Pub Date : 2024-02-08DOI: 10.1109/TLT.2024.3364015
Jiaqi Yin;Tiong-Thye Goh;Yi Hu
This study aimed to examine sustainable effects of chatbot-based formative feedback on intrinsic motivation, cognitive load, and learning performance. A longitudinal quasi-experimental design with 173 undergraduate students was conducted. The experiment is a between-subject design. Students either received formative feedback from a chatbot or a teacher. Utilizing linear mixed model and t-test for data analysis, results showed the following. First, chatbot-based feedback resulted in increased learning interest, perceived choice, and value while decreasing perceived pressure over time. Second, chatbot-based feedback was effective in reducing cognitive load, particularly when learning contents involved conceptual or difficult knowledge. Finally, chatbot-based feedback was found to be more efficient and effective in supporting the mastery of application-based knowledge compared with teacher-based feedback. This study has practical implications for the design of chatbots, and it also enriches the methods of providing ongoing formative feedback in large-scale classrooms.

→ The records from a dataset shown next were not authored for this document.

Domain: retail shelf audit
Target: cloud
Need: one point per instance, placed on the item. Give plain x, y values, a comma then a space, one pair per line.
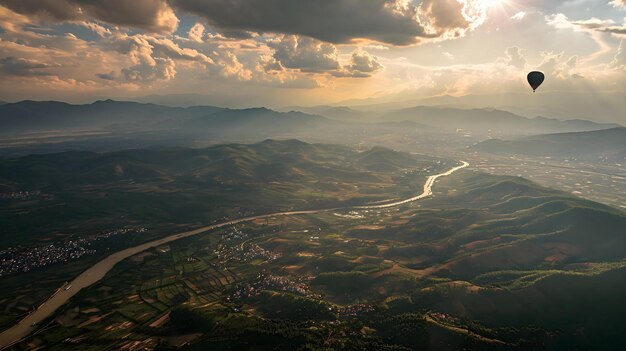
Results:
150, 15
561, 21
515, 57
362, 65
619, 60
15, 66
519, 16
305, 54
396, 22
309, 55
161, 69
196, 33
618, 3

本研究旨在考察基于聊天机器人的形成性反馈对内在动机、认知负荷和学习成绩的可持续影响。研究采用纵向准实验设计,共有 173 名本科生参加。实验采用被试间设计。学生可以从聊天机器人或教师那里获得形成性反馈。利用线性混合模型和 t 检验进行数据分析,结果显示如下。首先,随着时间的推移,基于聊天机器人的反馈提高了学习兴趣、感知选择和价值,同时降低了感知压力。其次,基于聊天机器人的反馈能有效减轻认知负荷,尤其是当学习内容涉及概念性或难度较大的知识时。最后,与基于教师的反馈相比,基于聊天机器人的反馈在支持掌握应用型知识方面更加高效和有效。这项研究对聊天机器人的设计具有实际意义,同时也丰富了在大规模课堂上提供持续性形成性反馈的方法。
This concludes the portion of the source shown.